Leemos en comunidad el evangelio según san Juan 20, 19-31: “Al anochecer de aquel día, el primero de la semana, estaban los discípulos en una casa, con las puertas cerradas por miedo a los judíos. Y en esto entró Jesús, se puso en medio y les dijo: “Paz a ustedes”.

Y, diciendo esto, les enseñó las manos y el costado. Y los discípulos se llenaron de alegría al ver al Señor. Jesús repitió: “Paz a ustedes. Como el Padre me ha enviado, así también yo los envío”.

Y, dicho esto, sopló sobre ellos y les dijo: “Reciban el Espíritu Santo; a quienes les perdonen los pecados, les quedan perdonados; a quienes se los retengan, les quedan retenidos”.

Tomás, uno de los Doce, llamado el Mellizo, no estaba con ellos cuando vino Jesús. Y los otros discípulos le decían: “Hemos visto al Señor”.

Pero él les contestó: “Si no veo en sus manos la señal de los clavos, si no meto el dedo en el agujero de los clavos y no meto la mano en su costado, no lo creo”.

A los ocho días, estaban otra vez dentro los discípulos y Tomás con ellos. Llegó Jesús, estando cerradas las puertas, se puso en medio y dijo: “Paz a ustedes”.

Luego dijo a Tomás: “Trae tu dedo, aquí tienes mis manos; trae tu mano y métela en mi costado; y no seas incrédulo, sino creyente”.

Contestó Tomás: “Señor mío y Dios mío!”.

Jesús le dijo: “¿Porque me has visto has creído? Bienaventurados los que crean sin ver”.

Las apariciones son un encuentro nuevo de Jesús resucitado que entendemos como nuevo modo de presencia de Dios en el mundo. No es una simple vuelta a esta vida, en cuyo final estaría otra vez la muerte. Como sucedió con Lázaro. Jesús es soberano de la Vida que ha entregado por amor.

El “soplo” sobre los discípulos recuerda acciones bíblicas que nos hablan de la nueva creación, de la vida nueva, por medio del Espíritu. Se ha pensado en Gn 2,7 o en Ez 37. El espíritu del Señor Resucitado inicia un mundo nuevo, y con el envío de los discípulos a la misión se inaugura un nuevo Israel que cree en Cristo.

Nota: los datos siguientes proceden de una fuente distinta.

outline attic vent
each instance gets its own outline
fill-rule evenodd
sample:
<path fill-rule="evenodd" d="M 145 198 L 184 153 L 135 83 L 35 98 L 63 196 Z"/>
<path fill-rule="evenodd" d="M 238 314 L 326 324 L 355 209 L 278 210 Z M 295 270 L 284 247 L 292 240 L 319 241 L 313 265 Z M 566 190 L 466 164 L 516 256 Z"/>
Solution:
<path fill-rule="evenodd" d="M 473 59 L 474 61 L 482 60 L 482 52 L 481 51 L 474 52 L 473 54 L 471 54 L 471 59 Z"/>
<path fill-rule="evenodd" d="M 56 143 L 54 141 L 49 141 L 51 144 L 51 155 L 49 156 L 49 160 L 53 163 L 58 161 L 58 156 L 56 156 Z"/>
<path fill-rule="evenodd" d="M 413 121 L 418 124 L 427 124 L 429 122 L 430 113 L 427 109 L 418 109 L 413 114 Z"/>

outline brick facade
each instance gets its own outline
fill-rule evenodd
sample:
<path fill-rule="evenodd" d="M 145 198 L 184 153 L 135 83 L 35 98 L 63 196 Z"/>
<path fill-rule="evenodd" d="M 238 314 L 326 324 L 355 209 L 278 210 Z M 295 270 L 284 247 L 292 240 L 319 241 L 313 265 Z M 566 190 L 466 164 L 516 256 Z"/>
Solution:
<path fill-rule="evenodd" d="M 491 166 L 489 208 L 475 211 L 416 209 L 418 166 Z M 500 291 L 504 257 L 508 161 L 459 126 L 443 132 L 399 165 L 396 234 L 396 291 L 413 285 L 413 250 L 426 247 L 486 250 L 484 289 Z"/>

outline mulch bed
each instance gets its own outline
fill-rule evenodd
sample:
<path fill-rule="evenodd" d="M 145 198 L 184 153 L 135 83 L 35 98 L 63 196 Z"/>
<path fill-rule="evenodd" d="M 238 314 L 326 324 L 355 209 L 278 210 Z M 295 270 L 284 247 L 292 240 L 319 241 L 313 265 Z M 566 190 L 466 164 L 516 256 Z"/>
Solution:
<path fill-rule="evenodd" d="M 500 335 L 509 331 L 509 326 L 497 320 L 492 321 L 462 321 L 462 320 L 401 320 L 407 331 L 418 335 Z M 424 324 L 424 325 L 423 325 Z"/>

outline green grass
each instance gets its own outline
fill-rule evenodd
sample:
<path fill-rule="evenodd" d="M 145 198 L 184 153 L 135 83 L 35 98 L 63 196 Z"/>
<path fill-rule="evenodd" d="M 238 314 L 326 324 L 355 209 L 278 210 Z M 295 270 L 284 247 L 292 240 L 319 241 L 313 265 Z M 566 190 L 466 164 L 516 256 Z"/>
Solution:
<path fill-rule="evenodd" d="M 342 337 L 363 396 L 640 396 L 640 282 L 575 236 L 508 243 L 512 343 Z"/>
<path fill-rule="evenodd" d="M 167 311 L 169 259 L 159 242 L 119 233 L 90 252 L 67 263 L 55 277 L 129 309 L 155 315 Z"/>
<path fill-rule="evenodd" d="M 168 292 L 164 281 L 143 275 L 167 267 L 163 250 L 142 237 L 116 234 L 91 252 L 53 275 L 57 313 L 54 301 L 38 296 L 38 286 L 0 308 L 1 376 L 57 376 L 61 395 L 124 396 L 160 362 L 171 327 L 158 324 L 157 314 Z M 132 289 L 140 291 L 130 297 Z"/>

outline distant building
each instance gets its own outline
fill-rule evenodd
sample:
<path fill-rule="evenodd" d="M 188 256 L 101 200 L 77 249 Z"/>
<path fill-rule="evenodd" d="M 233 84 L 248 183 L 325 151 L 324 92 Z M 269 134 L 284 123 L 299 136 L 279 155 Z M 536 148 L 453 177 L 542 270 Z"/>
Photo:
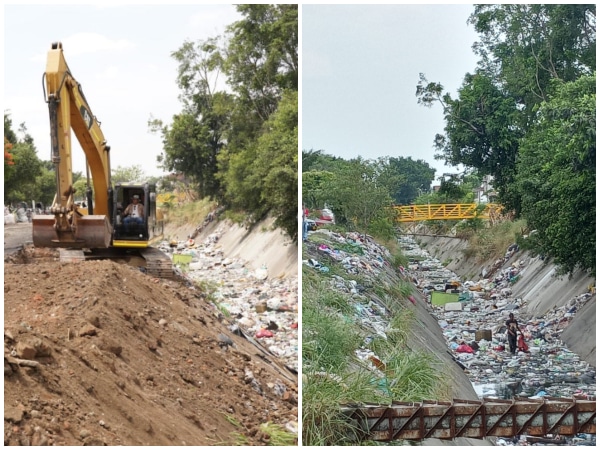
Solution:
<path fill-rule="evenodd" d="M 473 189 L 475 194 L 475 202 L 477 203 L 494 203 L 498 198 L 498 193 L 493 186 L 494 177 L 485 175 L 479 187 Z"/>

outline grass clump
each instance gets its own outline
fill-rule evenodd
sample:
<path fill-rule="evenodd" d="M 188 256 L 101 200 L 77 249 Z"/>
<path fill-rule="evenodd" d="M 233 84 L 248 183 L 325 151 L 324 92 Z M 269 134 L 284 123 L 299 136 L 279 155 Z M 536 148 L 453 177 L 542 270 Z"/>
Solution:
<path fill-rule="evenodd" d="M 308 373 L 302 384 L 303 445 L 343 445 L 360 440 L 361 430 L 348 421 L 342 405 L 356 402 L 385 404 L 374 376 L 367 371 L 344 377 Z"/>
<path fill-rule="evenodd" d="M 165 208 L 165 205 L 161 205 Z M 181 202 L 166 208 L 165 219 L 174 225 L 201 223 L 216 208 L 216 203 L 208 198 L 193 202 Z"/>
<path fill-rule="evenodd" d="M 304 297 L 304 295 L 303 295 Z M 302 301 L 302 361 L 305 369 L 340 373 L 363 337 L 348 316 Z"/>
<path fill-rule="evenodd" d="M 268 445 L 277 447 L 298 445 L 298 437 L 281 425 L 265 422 L 260 424 L 259 429 L 267 437 L 265 440 L 268 442 Z"/>
<path fill-rule="evenodd" d="M 432 355 L 422 352 L 399 351 L 390 355 L 386 363 L 390 396 L 404 402 L 435 396 L 443 381 L 435 363 Z"/>
<path fill-rule="evenodd" d="M 523 220 L 505 221 L 479 230 L 469 239 L 469 248 L 464 251 L 465 257 L 475 256 L 477 262 L 503 257 L 506 249 L 517 241 L 524 226 Z"/>

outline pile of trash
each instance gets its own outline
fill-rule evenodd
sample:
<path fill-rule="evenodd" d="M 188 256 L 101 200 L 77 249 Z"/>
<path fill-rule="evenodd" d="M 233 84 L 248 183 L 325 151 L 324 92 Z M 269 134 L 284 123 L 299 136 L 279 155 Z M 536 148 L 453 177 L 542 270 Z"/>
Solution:
<path fill-rule="evenodd" d="M 522 261 L 497 271 L 493 278 L 463 283 L 411 237 L 401 238 L 400 243 L 412 260 L 409 274 L 425 295 L 456 363 L 480 397 L 595 400 L 595 368 L 560 340 L 571 318 L 592 297 L 590 293 L 572 298 L 543 317 L 526 317 L 519 314 L 526 305 L 511 290 L 522 275 Z M 509 352 L 506 338 L 510 312 L 517 316 L 524 338 L 515 355 Z"/>
<path fill-rule="evenodd" d="M 375 337 L 387 338 L 390 314 L 377 297 L 367 295 L 367 290 L 376 283 L 382 283 L 386 272 L 396 273 L 389 263 L 390 251 L 372 237 L 355 232 L 341 234 L 318 229 L 309 232 L 309 235 L 313 234 L 320 236 L 309 240 L 312 257 L 303 260 L 304 265 L 328 273 L 332 264 L 339 264 L 348 278 L 352 276 L 361 280 L 359 283 L 337 274 L 331 274 L 328 278 L 330 289 L 344 295 L 351 306 L 352 317 L 346 317 L 346 320 L 359 323 L 366 330 L 367 336 L 363 345 L 354 351 L 355 356 L 375 375 L 383 376 L 379 355 L 369 348 L 369 344 Z M 327 243 L 316 243 L 317 241 Z"/>
<path fill-rule="evenodd" d="M 298 370 L 298 278 L 270 279 L 266 266 L 249 268 L 227 258 L 216 231 L 204 242 L 163 241 L 180 275 L 210 292 L 210 300 L 234 327 L 256 339 L 287 367 Z"/>
<path fill-rule="evenodd" d="M 368 235 L 353 232 L 342 235 L 326 229 L 319 229 L 314 233 L 325 235 L 327 240 L 331 242 L 330 244 L 318 245 L 319 253 L 323 255 L 322 260 L 330 258 L 340 263 L 348 274 L 360 274 L 369 280 L 374 280 L 385 265 L 389 266 L 386 261 L 386 258 L 390 256 L 389 250 L 373 241 Z M 326 262 L 310 258 L 302 261 L 302 263 L 321 272 L 329 272 Z"/>

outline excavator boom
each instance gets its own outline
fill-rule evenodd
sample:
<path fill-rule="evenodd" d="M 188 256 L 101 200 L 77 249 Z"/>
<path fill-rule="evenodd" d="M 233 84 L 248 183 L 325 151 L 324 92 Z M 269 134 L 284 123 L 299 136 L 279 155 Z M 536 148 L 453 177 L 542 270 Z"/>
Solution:
<path fill-rule="evenodd" d="M 111 243 L 110 147 L 92 114 L 81 86 L 71 74 L 61 43 L 48 51 L 44 91 L 50 114 L 52 163 L 56 193 L 50 216 L 36 215 L 33 244 L 37 247 L 107 248 Z M 75 203 L 71 132 L 81 145 L 94 183 L 95 200 L 85 214 Z"/>

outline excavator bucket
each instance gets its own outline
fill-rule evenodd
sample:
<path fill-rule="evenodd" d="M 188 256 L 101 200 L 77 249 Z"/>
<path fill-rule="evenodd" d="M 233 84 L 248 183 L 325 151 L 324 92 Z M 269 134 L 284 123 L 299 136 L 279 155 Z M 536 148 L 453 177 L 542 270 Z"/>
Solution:
<path fill-rule="evenodd" d="M 55 226 L 54 216 L 33 217 L 33 245 L 52 248 L 108 248 L 111 227 L 107 216 L 90 215 L 77 219 L 73 231 L 61 231 Z"/>

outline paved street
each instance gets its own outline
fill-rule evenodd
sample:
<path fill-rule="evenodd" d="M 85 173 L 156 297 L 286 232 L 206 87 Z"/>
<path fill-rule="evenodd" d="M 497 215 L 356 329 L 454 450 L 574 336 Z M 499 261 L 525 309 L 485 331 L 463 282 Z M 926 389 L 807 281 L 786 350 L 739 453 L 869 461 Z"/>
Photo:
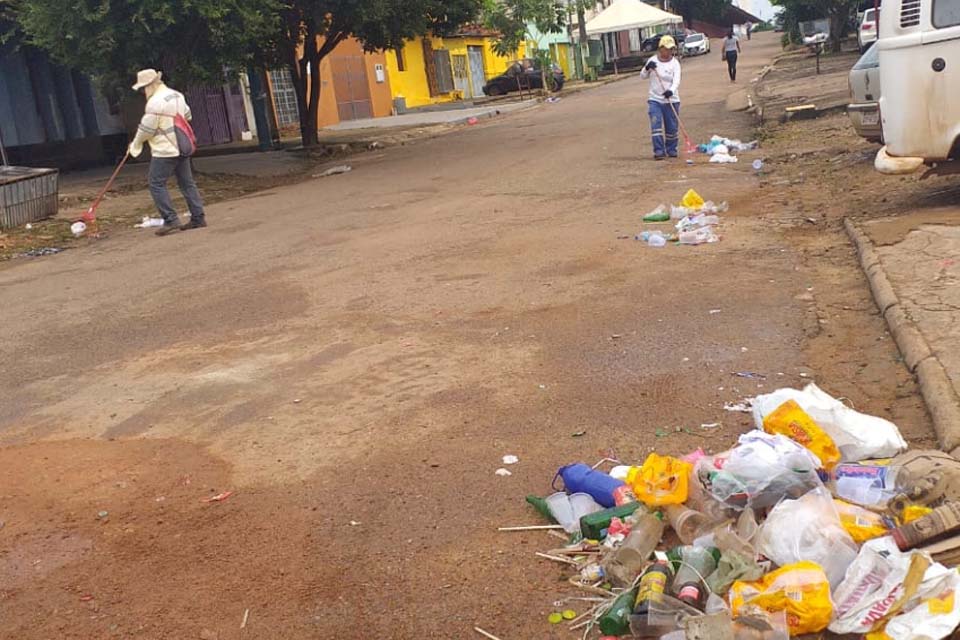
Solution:
<path fill-rule="evenodd" d="M 683 62 L 698 141 L 751 134 L 719 58 Z M 771 224 L 749 162 L 654 163 L 646 90 L 0 266 L 0 636 L 567 638 L 551 538 L 496 532 L 558 466 L 729 446 L 725 402 L 811 379 L 934 445 L 839 227 Z M 691 187 L 721 242 L 632 239 Z"/>

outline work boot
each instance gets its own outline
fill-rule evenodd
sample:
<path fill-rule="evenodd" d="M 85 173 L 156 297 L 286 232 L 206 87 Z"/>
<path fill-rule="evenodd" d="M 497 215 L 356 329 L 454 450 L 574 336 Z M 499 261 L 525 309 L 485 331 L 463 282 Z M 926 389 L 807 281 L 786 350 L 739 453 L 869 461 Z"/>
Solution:
<path fill-rule="evenodd" d="M 190 222 L 180 225 L 180 231 L 190 231 L 190 229 L 203 229 L 207 226 L 206 220 L 194 220 L 190 218 Z"/>
<path fill-rule="evenodd" d="M 159 229 L 157 229 L 154 233 L 156 233 L 158 236 L 161 236 L 161 237 L 162 237 L 162 236 L 168 236 L 168 235 L 170 235 L 171 233 L 173 233 L 174 231 L 180 231 L 181 228 L 182 228 L 182 227 L 181 227 L 179 224 L 166 224 L 166 223 L 164 223 L 164 225 L 163 225 L 162 227 L 160 227 Z"/>

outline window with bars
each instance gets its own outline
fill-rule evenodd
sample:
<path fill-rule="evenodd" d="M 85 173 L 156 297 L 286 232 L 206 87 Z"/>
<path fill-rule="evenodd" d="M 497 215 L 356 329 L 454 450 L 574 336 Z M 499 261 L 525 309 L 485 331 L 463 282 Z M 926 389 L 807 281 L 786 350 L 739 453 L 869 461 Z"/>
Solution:
<path fill-rule="evenodd" d="M 271 69 L 270 86 L 273 89 L 274 110 L 277 126 L 281 129 L 299 126 L 300 109 L 297 107 L 297 90 L 293 87 L 289 69 Z"/>

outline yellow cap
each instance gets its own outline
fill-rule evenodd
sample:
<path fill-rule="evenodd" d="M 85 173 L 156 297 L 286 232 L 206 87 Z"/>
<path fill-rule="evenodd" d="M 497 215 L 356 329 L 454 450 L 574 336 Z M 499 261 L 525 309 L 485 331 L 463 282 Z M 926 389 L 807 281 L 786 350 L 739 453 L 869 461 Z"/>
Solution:
<path fill-rule="evenodd" d="M 663 36 L 660 38 L 660 48 L 676 49 L 677 41 L 673 39 L 673 36 Z"/>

El Israel viejo, al que temen los discípulos, está fuera de donde se reúnen los discípulos. Será el Espíritu del resucitado el que rompa esas barreras y abra esas puertas para la misión. En Juan, “Pentecostés” es una consecuencia inmediata de la resurrección del Señor.

Tomás, uno de los Doce, debe enfrentarse con el misterio de la resurrección de Jesús desde sus seguridades humanas y desde su soledad, porque no estaba con los discípulos en aquel momento. Este es un dato que no es nada secundario a la hora de poder comprender el sentido de lo que se nos quiere poner de manifiesto. La fe, vivida desde el personalismo, está expuesta a mayores dificultades. Desde ahí no hay camino alguno para ver que Dios resucita y salva.

Tomás no se fía de la palabra de sus hermanos; quiere creer desde él mismo, desde sus posibilidades y debilidad. En definitiva, se está exponiendo a un camino arduo. Pero Dios no va a fallar ahora tampoco. Jesucristo, el resucitado, va a “mostrarse”.

Tomás debe comenzar de nuevo: deberá dejar de lado sus pretensiones y abandonarse ante lo evidente. Jesús mismo. Y es ante esa experiencia de una vida distinta cuando Tomás se siente llamado a creer como sus hermanos.

Decir “Señor mío y Dios mío”, es aceptar que la fe deja de ser puro personalismo para ser comunión que se enraíza en la confianza comunitaria, y experimentar así que el Dios de Jesús es un Dios de vida y no de muerte. ¿Creemos en su Palabra?